From the moment ships docked, passengers were under assessment. The very obviously sick were immediately sent to the hospital, while others waited to be processed in the waiting room that awaited them at the end of the jetty. Their luggage was conveyed by a tram to the sterilising area. Over the years there were different methods of sterilisation using increasingly sophisticated technology. In 1855, immigrants’ clothes were disinfected with the use of zinc chloride. Zinc chloride, an odourless, solid poison that easily dissolves in water, has multiple industrial uses in manufacturing.[6] Later, this method changed to the use of sulphur in the first fumigation chamber, while the second chamber built in 1887 used temperatures of 220 degrees C to kill germs. These were powered by steam, another use of water to control disease.

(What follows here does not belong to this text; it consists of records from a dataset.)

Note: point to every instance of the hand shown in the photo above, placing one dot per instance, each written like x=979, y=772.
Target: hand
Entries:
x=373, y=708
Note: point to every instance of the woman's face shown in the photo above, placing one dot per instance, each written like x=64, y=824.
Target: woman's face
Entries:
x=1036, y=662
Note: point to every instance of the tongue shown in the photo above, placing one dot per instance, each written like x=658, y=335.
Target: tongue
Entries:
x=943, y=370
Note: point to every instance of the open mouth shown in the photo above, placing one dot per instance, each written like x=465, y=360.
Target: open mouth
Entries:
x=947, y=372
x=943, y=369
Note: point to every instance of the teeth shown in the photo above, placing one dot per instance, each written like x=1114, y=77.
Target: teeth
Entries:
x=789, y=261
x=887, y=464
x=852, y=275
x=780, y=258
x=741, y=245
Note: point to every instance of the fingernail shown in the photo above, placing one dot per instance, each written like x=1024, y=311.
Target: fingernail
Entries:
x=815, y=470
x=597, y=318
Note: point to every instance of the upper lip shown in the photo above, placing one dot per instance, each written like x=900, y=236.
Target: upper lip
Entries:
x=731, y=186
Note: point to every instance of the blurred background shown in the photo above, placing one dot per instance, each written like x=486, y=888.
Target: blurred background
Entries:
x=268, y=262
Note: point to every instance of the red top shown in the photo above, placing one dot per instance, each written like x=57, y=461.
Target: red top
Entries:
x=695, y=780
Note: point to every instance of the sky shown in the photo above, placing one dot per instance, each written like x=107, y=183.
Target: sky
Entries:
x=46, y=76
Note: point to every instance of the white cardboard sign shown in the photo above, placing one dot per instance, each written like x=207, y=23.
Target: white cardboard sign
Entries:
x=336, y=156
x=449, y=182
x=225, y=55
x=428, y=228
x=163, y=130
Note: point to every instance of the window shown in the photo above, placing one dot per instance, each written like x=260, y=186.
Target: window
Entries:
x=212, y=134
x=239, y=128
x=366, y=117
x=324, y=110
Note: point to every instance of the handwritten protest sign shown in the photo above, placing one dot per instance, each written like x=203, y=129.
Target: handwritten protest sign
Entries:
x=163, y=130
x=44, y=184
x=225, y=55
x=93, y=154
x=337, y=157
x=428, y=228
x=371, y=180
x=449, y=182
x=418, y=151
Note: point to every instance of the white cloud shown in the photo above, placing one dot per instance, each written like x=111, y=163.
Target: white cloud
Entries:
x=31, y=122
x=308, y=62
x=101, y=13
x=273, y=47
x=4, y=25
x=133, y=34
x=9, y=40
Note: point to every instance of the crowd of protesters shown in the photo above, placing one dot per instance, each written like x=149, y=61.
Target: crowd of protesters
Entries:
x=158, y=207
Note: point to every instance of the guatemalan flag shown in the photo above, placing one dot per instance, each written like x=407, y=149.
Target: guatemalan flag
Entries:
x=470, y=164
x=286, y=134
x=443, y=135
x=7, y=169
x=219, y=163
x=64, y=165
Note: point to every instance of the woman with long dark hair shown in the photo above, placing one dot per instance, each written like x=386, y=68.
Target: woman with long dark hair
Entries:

The bathing block was the next stop on the passengers’ progress through the quarantine station. The passengers themselves were cleansed, although the manner of cleansing was dictated by each passenger’s class and wealth. Passengers who had paid first class fares were given proper baths in which to wash themselves, while lesser passengers had only showers. Finally, passengers were allocated their accommodations.
Passengers stayed under observation for signs of infection for approximately three weeks, thus generating washing during the stay. This, along with linens from the hospital, is what our washing machine processed.
Advances in technology and medicine eventually closed the Torrens Island Quarantine Station. A better understanding of disease transmission helped, as did improvements in infrastructure and hygiene, certainly in the developed world. It is well to remember that according to the UN, fully ‘783 million people, or 11 per cent of the global population, remain without access to an improved source of drinking water.'[7] Acknowledging how important water is to human health, the UN recently included water as a basic right. This is defined as ‘the right of every human being to have access to sufficient water for personal and domestic uses (between 50 and 100 litres of water per person per day), which must be safe, acceptable and affordable (water costs should not exceed 3 per cent of household income), and physically accessible (the water source has to be within 1000 metres of the home and collection time should not exceed 30 minutes)’.[8]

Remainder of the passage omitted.